Lecture 8

Review

   TS instruction
   spin lock solution using TS
   properties

   today:  making TS efficient; making spin locks fair


Multiprocessors and Caches (see Sec. 1.2.2)

   block diagram of a small SMP (Figure 1.2)

   cache:  a small fast memory
           contains a subset of primary memory
           exploits the principle of locality

   read a word:  look in cache
                 if not there, read from memory into cache and CPU

   write a word:  put in cache and/or put in memory

   read/write hits takes 1 clock; misses take lots more, e.g., 50 clocks

   cache coherence problem
      when write, need to invalidate old copies
      when read, need to get current copy
      this takes time (e.g., 50 clocks)

   other issues (just mention now; we'll learn more later)
      multiword cache lines
      problem of false sharing

   summary:  spin locks are useful on SMPs, but there are
      "hidden" performance costs with reading and writing shared variables


Performance of Test and Set (Section 3.2.2)

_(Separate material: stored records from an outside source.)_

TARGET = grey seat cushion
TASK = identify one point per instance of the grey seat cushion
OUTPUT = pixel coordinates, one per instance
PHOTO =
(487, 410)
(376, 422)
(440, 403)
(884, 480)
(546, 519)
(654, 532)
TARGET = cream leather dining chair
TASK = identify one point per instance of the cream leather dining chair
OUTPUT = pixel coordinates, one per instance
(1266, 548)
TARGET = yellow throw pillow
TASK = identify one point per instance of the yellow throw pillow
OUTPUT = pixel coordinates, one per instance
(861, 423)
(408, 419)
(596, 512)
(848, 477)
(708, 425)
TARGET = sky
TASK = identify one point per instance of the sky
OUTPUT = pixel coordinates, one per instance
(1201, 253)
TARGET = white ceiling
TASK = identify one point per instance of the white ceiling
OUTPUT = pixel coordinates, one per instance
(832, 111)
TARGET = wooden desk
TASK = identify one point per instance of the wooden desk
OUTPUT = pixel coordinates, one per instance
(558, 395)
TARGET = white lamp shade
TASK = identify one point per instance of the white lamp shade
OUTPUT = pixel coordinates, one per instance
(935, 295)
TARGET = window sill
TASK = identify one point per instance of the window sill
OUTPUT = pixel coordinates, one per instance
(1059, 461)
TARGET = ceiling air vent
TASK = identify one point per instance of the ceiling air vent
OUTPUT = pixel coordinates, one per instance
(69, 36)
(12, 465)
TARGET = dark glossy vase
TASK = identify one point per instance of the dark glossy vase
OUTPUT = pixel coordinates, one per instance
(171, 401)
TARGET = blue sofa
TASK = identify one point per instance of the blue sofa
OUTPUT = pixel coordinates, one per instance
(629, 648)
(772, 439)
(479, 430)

   TS reads AND writes a lock

   best case (no contention), i.e. lock is free, 1 process wants in)
      read lock (50 clocks)
      write lock (50 clocks)
      execute CS
      write lock (1 or 50 clocks)

      repeated usage by the same process get cheap reads

   worst case -- n processes all trying to get into their CS

      1 process does read and write and succeeds (100 clocks)
      other n-1 processes do read, write, fail, repeat

         hence, the bus is jammed AND the first process might get delayed
         when it wants to release the lock


Test and Test and Set (Section 3.2.2)

   CSenter:  while (lock) skip;     # test
             while (TS(lock)        # test and set
                while(lock) skip;   # test again

   CSexit:   lock = false;

   one extra clock in best case; no write (or bus use) while spinning


Implementing Await Statements (Section 3.2.3)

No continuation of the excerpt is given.